In Brief

What Alex Salmond’s downfall means for Scottish nationalism

Resignation of former first minister could harm the SNP and even scupper a second independence referendum

Alex Salmond’s resignation from the SNP over claims of sexual misconduct looks to have brought the curtain down on one of the UK's most glittering political careers, but the looming scandal could have far bigger implications for the future of the party, Scottish nationalism and, by extension, the union.

Salmond was “for three decades a permanent star in the political firmament, loved and loathed in equal measure”, says The Independent’s Sean O’Grady, but his political legacy both north and south of the border cannot be questioned.

He was, more than any other figure, responsible for the recent resurgence of Scottish nationalism and the dominance of the SNP that has emerged since devolution in 1998, coming to within a hair’s breadth of achieving his dream of Scottish independence in 2014.

Yet a week after the former first minister launched an unprecedented judicial review of the Scottish government’s handling of two sexual misconduct complaints made against him, “it is hard to avoid talk of a major split within the party as well as potentially seismic repercussions for the pro-independence movement itself”, says The Guardian’s Scotland correspondent, Libby Brooks.

News that Salmond’s crowdfunding appeal to pay his legal costs had surpassed its £50,000 target in a matter of hours has only added to “an atmosphere of despair, a demeanour of despondency, around Team Sturgeon as they view the impact upon the party - it's a political problem for the SNP - and the cause of independence, which Mr Salmond believes he is partly ameliorating by stepping down while his court case is heard”, says BBC Scotland political editor Brian Taylor.
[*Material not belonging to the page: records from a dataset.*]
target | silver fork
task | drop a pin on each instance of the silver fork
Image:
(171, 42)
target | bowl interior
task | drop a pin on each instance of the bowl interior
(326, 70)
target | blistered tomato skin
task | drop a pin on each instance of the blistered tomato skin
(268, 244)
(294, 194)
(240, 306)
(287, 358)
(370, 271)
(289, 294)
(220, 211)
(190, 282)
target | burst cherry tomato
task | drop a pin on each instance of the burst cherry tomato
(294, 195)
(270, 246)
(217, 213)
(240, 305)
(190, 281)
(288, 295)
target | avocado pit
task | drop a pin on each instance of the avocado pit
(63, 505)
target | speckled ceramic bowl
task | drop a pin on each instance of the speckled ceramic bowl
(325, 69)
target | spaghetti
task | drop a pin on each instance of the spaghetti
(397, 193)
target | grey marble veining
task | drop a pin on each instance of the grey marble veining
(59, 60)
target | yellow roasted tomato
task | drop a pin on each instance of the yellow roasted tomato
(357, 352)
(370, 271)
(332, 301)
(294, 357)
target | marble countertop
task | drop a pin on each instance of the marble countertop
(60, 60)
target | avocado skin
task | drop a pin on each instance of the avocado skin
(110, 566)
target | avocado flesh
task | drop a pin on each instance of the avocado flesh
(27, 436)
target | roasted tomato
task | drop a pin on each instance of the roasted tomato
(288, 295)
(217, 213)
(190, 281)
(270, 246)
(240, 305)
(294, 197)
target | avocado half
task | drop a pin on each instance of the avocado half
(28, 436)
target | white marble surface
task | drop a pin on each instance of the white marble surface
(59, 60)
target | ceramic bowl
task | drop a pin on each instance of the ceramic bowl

The Scottish Conservatives, who oppose a second independence referendum, said Salmond's crowdfunding appeal was “astonishing” as it meant Scotland “now faces the incredible and unprecedented situation of its most famous former first minister appealing to SNP supporters for cash to take legal action against the government he used to run”.

Writing in The Times, the head of the FDA civil service union, Dave Penman, described the events unfolding around Salmond as “unprecedented not only by the scale of the political fallout” but also, following his criticism of permanent secretary, Leslie Evans, because his actions had “undermined the integrity and impartiality of the civil service, thereby damaging the Scottish government itself”.

None of this bodes well for Sturgeon as she prepares to update Holyrood on her position regarding a second independence referendum this autumn.

The failure to win over the female vote to the pro-independence message was seen as one of the driving factors behind the Yes campaign’s loss four years ago.

Allegations of sexual misconduct, and even suggestions of an SNP cover-up or at the very least failure to properly investigate, would do little to convert women to the cause – and could scupper plans for a second vote entirely.

Were a second referendum to be called, the SNP would most likely be without its most effective and high-profile advocate – something that could make all the difference in a close-fought contest.

It was true Salmond’s star had waned since he stepped down as SNP leader following the referendum, but “observers of every stripe acknowledge Salmond’s continuing capacity to direct the news agenda with his usual hyperbolic flourish”, Brooks writes.

“If independence does eventually come to Scotland, there will be many claiming parenthood, but there will only be one man who has a just claim to be father of it”, says O’Grady. “Whether he will be in a sufficiently happy personal situation to be able to make much of it remains to be seen”.